On Oct 3, 2013, at 11:48 PM, John Morris <jmor...@beau.org> wrote:

> On Thu, 2013-10-03 at 20:59 +0200, drago01 wrote:
>> You should get an icon indicating failure just no success one. Which
>> is even very unixy ;)
> 
> Well GNU is Not Unix and these days Fedora isn't even following that
> star.  How does Apple do it?

OS X does not have a wired network icon for the persistent menu bar at all. Not 
by default or as an option. User needs to go to the Network panel to see the 
state which is one of three: not connected (red), connected but no IP (yellow), 
connect with IP (green).

OS X does have a wireless network icon on the menu bar. It can optionally be 
removed. It's completely gray when there is no connection, otherwise it 
indicates signal strength. An X is never used to indicate state.  If the signal 
weakens or vanishes, the menu bar icon simply goes gray. No dialog, no text. A 
dialog appears with a connection failure only when actively connecting to a 
discrete access point and the connection attempt fails (wrong login or 
password, or error establishing connection).

> 
> Screen space is valuable so removing an icon that is 'always' there and
> isn't typically displaying useful information is sensible enough.  But
> as the bug commenters noted, some people DO move between wired
> connections and such so an option to put it back really needs a bit of
> thought.

A wired state icon in the menu bar is not needed if it's available upon making 
a physical connection, by default, for all users.
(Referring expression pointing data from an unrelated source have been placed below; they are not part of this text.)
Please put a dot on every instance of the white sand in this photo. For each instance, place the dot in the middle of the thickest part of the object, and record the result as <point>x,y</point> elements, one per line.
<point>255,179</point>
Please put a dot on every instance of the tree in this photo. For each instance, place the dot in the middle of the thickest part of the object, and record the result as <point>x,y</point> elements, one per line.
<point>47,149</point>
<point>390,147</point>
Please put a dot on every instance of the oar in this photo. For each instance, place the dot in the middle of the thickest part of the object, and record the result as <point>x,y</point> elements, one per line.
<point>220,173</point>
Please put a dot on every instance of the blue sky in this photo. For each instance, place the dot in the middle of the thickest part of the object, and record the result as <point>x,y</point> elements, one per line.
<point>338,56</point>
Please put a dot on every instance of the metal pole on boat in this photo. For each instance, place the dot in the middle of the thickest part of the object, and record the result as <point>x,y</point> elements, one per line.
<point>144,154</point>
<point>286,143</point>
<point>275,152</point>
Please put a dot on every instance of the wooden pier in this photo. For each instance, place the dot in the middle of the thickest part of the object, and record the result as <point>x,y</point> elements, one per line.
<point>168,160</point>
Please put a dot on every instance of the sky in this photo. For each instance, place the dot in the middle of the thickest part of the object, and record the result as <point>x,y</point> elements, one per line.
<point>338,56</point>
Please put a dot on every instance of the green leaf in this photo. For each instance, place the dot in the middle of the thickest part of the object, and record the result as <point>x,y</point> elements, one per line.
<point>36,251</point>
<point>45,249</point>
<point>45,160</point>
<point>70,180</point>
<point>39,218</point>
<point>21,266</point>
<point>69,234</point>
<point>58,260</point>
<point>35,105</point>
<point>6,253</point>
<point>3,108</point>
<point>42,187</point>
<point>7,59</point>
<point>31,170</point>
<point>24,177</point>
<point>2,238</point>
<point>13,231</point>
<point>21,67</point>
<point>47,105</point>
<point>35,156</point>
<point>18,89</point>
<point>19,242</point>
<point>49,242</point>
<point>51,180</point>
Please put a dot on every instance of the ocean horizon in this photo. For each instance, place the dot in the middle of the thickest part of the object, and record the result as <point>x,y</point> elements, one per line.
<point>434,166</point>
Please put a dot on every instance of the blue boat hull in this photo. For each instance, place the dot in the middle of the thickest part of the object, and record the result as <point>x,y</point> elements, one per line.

For Gnome 3.8, I regularly 
encountered no network connection upon successful install, despite a working 
wire in the singular ethernet port, because by default "Connect Automatically" 
is not enabled for wired connections.

So if I have to give the system A Captain Obvious Clue, yes I really do need an 
otherwise useless wired network state icon in the menubar. But better would be 
no wired network icon, but any user by default has access to the network 
connection automatically if the wired is in the port. (As a Mac user the idea 
that a network isn't connected to automatically by default upon physical access 
to both computer and wire is not merely surprising, it is considered broken.)